Yes I think this could be changed in the obfuscate routines, but I think that is probably too much of a backwards compatible break.
With the benefit of hindsight we should have avoided those unicode space like characters!
Actually the encoding is reversible: Overview of cloud storage systems - it lets you store any filename on any backend so you can use onedrive to back up your linux computer and not have to worry about all the characters in filenames Windows doesn't allow.
We'd have to find new mapping characters for the various unicode spaces though. Currently we map ascii onto β in RightSpace escaping (There is an escaping mechanism if that character is in existing files).
My feeling is that this is the edgiest of edge cases though and I'm not sure it is worth fixing since there is a good workaround.
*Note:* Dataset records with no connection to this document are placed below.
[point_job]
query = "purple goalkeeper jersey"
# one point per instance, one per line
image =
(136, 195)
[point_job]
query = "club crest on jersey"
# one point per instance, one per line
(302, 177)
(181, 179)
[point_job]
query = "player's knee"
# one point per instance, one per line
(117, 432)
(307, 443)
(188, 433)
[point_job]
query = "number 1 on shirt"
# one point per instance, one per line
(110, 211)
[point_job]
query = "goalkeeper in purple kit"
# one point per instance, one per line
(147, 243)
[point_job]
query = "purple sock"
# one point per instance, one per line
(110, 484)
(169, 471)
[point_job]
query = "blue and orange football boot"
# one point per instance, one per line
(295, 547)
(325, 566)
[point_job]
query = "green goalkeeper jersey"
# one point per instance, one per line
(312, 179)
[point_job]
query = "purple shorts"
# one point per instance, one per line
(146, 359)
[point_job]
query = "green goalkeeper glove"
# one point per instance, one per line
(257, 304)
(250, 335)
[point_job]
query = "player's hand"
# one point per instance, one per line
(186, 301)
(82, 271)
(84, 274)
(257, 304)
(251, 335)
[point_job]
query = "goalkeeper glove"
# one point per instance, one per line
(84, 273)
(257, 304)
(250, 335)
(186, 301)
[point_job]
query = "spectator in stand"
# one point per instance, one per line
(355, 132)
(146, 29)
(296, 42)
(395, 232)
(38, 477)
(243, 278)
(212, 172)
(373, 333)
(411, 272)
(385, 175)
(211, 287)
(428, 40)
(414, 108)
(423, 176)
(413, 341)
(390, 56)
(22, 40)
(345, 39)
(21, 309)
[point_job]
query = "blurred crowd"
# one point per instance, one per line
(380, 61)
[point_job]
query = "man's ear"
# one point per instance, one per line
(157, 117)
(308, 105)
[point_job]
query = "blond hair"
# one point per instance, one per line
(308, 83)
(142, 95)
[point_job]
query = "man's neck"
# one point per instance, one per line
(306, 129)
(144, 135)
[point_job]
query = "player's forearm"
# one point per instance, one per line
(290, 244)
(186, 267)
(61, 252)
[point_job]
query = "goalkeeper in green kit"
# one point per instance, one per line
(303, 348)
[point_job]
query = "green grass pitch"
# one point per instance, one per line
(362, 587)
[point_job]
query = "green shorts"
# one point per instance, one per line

I wonder if there's an easier answer.. instead of replacing the trailing whitespace with an alternate character, add an extra non-space character. So that way we know it's not whitespace ended. Then Decode just needs to look for that extra character and remove it
Then we don't need to find 6 or 8 or whatever whitespace alternatives!
Ah, so make a "remove this character" escape sequence.
That would work for trailing unicode space at least and would be much easier than finding so many unicode equivalents.
That said, I think I'm going to park this issue in "too difficult for too little gain" as in general there is very little use of unicode spaces, and even less of them trailing a file name. The obfuscate thing is unfortunate but there is a good workaround using the specially designed for onedrive base32768 encoding scheme.